Our results show that measurable intestinal barrier disruption often precedes overt cytotoxicity determined by ATP cell viability assays^35,36,42. Unlike destructive cell viability and cytotoxicity assays conducted at the selected endpoint, TEER measurements are noninvasive and reproducible³². For instance, ATP cell viability assays can be temporarily confounded by early increases in ROS and concomitant elevations in ATP and NADH production that occur as a compensatory metabolic response before cell death. Such transient elevations are probably driven by mitochondrial overactivation, as evidenced by the dose-dependent increase in ROS (Fig. 3). Metabolic activation may mask cytotoxicity, which explains the low detection of ROS in viability assays (Fig. 2), particularly with cell cycle inhibitors, despite evidence of cell death. By directly quantifying paracellular ion permeability, TEER serves as a sensitive and functionally relevant early indicator of intestinal barrier impairment. This finding marks a fundamental paradigm shift in preclinical toxicity screening, prioritizing barrier function as a pivotal, predictive marker of GI manifestations, including diarrhea, mucositis and severe complications. The hPS cell-derived hIEC model strengthens these findings by providing an epithelial model that more closely mimics human intestinal structure and function. Directed differentiation on monolayer cultures containing diverse epithelial cell types provides bidirectional (apical–basolateral) access and enables the real-time assessment of barrier function, thereby strengthening the assay’s translational utility. Therefore, the hIEC model is well-suited for GI toxicity screening and mechanistic studies, particularly for ROS-driven cytotoxicity induced by cell cycle inhibitors²⁷. By contrast, elevated baseline ROS in Caco-2 cells limits sensitivity to drug-induced increases in ROS, whereas hIECs reliably detect dose-dependent increases in ROS, supporting detailed investigation of chemotherapy-related GI toxicity^34,43,44,45. The hIEC-based TEER assay reliably distinguishes highly toxic chemotherapeutics and TKIs from low-toxicity drugs, enabling the early detection of GI toxicity, reducing clinical failure rates and improving drug development efficiency^6,16,46,47.

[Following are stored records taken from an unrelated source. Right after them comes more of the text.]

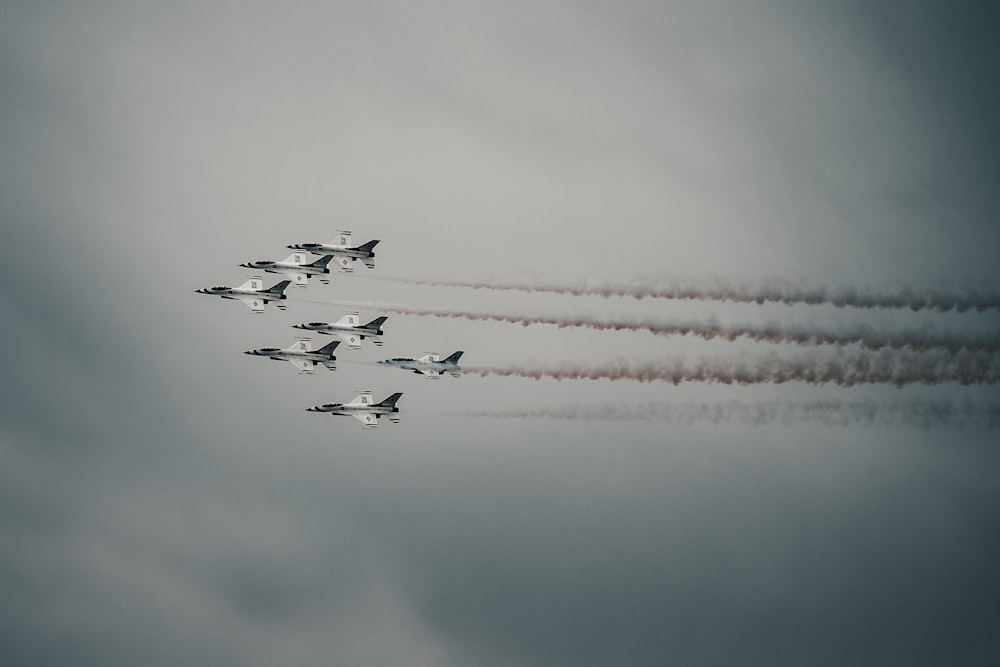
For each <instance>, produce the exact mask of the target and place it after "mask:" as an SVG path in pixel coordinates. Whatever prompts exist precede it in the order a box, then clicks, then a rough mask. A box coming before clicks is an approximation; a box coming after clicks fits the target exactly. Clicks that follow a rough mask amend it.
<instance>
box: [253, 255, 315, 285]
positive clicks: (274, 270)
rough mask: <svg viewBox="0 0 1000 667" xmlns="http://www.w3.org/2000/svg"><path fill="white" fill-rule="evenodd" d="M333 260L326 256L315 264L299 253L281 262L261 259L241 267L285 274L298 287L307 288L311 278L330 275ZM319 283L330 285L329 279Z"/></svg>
mask: <svg viewBox="0 0 1000 667" xmlns="http://www.w3.org/2000/svg"><path fill="white" fill-rule="evenodd" d="M332 259H333V255H324V256H322V257H320V258H319V259H317V260H316V261H314V262H306V261H305V253H301V252H297V253H295V254H294V255H289V256H288V257H286V258H285V259H283V260H281V261H280V262H275V261H274V260H270V259H261V260H257V261H256V262H244V263H243V264H240V266H242V267H243V268H245V269H257V270H259V271H267V272H268V273H283V274H284V275H285V276H287V277H288V278H289V279H290V280H291V281H292V282H294V283H295V286H296V287H307V286H308V285H309V278H311V277H312V276H316V275H320V276H328V275H330V267H329V266H327V265H328V264H329V263H330V260H332ZM319 281H320V282H321V283H323V284H324V285H329V284H330V279H329V278H320V279H319Z"/></svg>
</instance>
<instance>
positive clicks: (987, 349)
mask: <svg viewBox="0 0 1000 667" xmlns="http://www.w3.org/2000/svg"><path fill="white" fill-rule="evenodd" d="M375 307H378V306H375ZM378 309H379V310H381V311H383V312H389V313H400V314H405V315H418V316H421V317H441V318H453V319H464V320H471V321H480V322H503V323H507V324H520V325H521V326H525V327H527V326H532V325H539V324H545V325H552V326H556V327H560V328H566V327H574V328H585V329H592V330H596V331H648V332H650V333H652V334H655V335H658V336H671V335H674V336H695V337H697V338H702V339H705V340H713V339H722V340H728V341H733V340H736V339H739V338H745V339H748V340H753V341H757V342H768V343H792V344H796V345H839V346H844V345H852V344H857V345H860V346H861V347H862V348H864V349H868V350H881V349H885V348H888V349H894V350H898V349H904V348H906V349H911V350H916V351H924V350H933V349H941V350H947V351H948V352H951V353H958V352H959V351H962V350H967V351H972V352H997V351H1000V335H995V336H979V337H976V336H963V335H959V334H955V333H947V332H945V333H936V332H933V331H929V330H920V329H908V330H904V331H900V332H896V333H887V332H880V331H877V330H876V329H873V328H871V327H868V326H865V325H854V326H853V327H852V328H851V329H849V330H844V331H840V332H830V331H823V330H821V329H818V328H814V327H805V326H795V327H783V326H782V325H781V324H779V323H777V322H771V323H768V324H765V325H752V324H728V325H724V324H720V323H719V322H716V321H707V322H692V321H681V320H672V321H667V320H660V321H656V320H619V321H607V320H597V319H593V318H589V317H579V316H577V317H554V316H548V317H541V316H529V315H504V314H500V313H483V312H472V311H462V310H431V309H425V308H410V307H405V306H398V305H395V306H381V307H378Z"/></svg>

This study has limitations. First, although the drug screening panel is comprehensive, it does not encompass the full spectrum of drug classes currently in clinical use, potentially limiting generalizability. Second, we prioritized the assessment of acute toxicity over chronic toxicity, which is particularly relevant for long-term medications such as NSAIDs⁴⁸. Third, experiments were conducted using a conventional intestinal model, without accounting for inflammatory or disease-specific contexts that may influence GI toxicity in clinical settings. Future studies should incorporate repeated dosing and greater physiological complexity, including the addition of nonepithelial cells, such as immune cells, to improve the physiological relevance of this assay^4,49. Fourth, the sample size was limited; thus, the validation of the hIEC-based TEER system using a broader panel of compounds is warranted.

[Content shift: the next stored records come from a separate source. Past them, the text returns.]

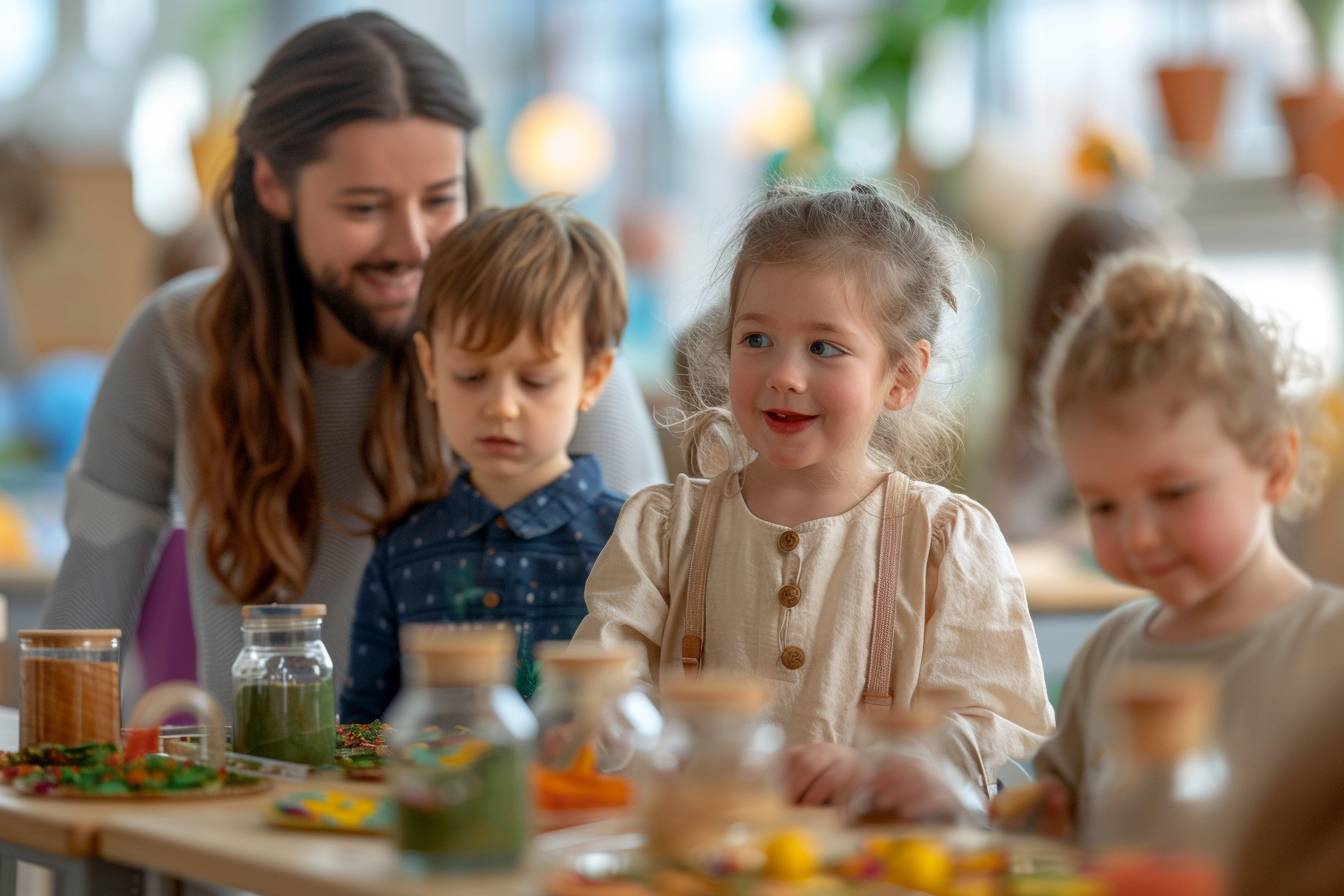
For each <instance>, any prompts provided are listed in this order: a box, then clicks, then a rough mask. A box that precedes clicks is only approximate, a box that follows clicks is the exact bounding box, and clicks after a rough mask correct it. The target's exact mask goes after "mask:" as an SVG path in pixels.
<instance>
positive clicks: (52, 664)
mask: <svg viewBox="0 0 1344 896" xmlns="http://www.w3.org/2000/svg"><path fill="white" fill-rule="evenodd" d="M19 693H20V705H19V747H20V748H22V747H30V746H32V744H42V743H50V744H60V746H66V747H73V746H77V744H82V743H89V742H106V743H120V740H121V629H67V630H59V629H26V630H23V631H20V633H19Z"/></svg>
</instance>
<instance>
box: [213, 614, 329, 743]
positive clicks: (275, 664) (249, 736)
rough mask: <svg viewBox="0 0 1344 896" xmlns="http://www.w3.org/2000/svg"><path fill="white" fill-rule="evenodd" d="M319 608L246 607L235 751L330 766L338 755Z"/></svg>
mask: <svg viewBox="0 0 1344 896" xmlns="http://www.w3.org/2000/svg"><path fill="white" fill-rule="evenodd" d="M325 615H327V604H324V603H273V604H263V606H245V607H243V649H242V650H241V652H239V653H238V658H237V660H234V669H233V678H234V751H235V752H243V754H249V755H253V756H266V758H270V759H282V760H285V762H300V763H305V764H309V766H329V764H331V763H332V760H333V759H335V755H336V693H335V690H333V688H335V685H333V680H332V672H333V669H332V658H331V654H328V653H327V646H325V645H324V643H323V618H324V617H325Z"/></svg>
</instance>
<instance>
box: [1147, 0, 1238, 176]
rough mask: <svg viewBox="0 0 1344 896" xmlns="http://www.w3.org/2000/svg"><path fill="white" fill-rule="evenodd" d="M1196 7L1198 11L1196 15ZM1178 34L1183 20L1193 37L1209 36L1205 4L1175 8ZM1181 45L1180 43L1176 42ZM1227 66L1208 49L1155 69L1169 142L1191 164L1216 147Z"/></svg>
mask: <svg viewBox="0 0 1344 896" xmlns="http://www.w3.org/2000/svg"><path fill="white" fill-rule="evenodd" d="M1196 7H1198V8H1199V12H1196ZM1176 16H1177V35H1179V32H1180V31H1181V27H1180V23H1181V21H1185V23H1187V24H1188V26H1189V27H1191V28H1189V30H1192V31H1193V32H1195V34H1196V35H1207V34H1210V31H1211V30H1210V27H1208V26H1210V21H1208V9H1207V4H1195V3H1187V4H1181V7H1180V8H1177V9H1176ZM1179 43H1180V42H1179ZM1228 74H1230V70H1228V67H1227V66H1226V64H1224V63H1223V62H1220V60H1218V59H1215V58H1212V55H1211V54H1210V52H1208V51H1207V50H1203V48H1200V50H1196V51H1195V52H1192V54H1189V55H1188V56H1185V58H1177V59H1172V60H1169V62H1165V63H1163V64H1159V66H1157V70H1156V75H1157V86H1159V90H1160V93H1161V99H1163V111H1164V113H1165V117H1167V129H1168V132H1169V133H1171V136H1172V141H1173V142H1175V144H1176V148H1177V149H1179V150H1180V153H1181V154H1183V156H1185V157H1187V159H1189V160H1191V161H1207V160H1210V159H1211V157H1212V156H1214V150H1215V149H1216V146H1218V129H1219V125H1220V124H1222V120H1223V95H1224V94H1226V93H1227V77H1228Z"/></svg>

By benchmarking our hIEC-based TEER assay system against conventional methodologies and correlating its findings with clinical data, we demonstrated its enhanced physiological relevance for clinical translation and the precision of drug-induced GI toxicity assessments. This model accurately recapitulates intestinal epithelial responses, closely mimics in vivo conditions and provides a reliable and informative platform for the early screening of drug toxicity. Because of its improved predictive accuracy, cost-effectiveness and operational efficiency, this system holds substantial promise for performing GI safety assessments, ultimately helping to reduce adverse GI events and improve risk management.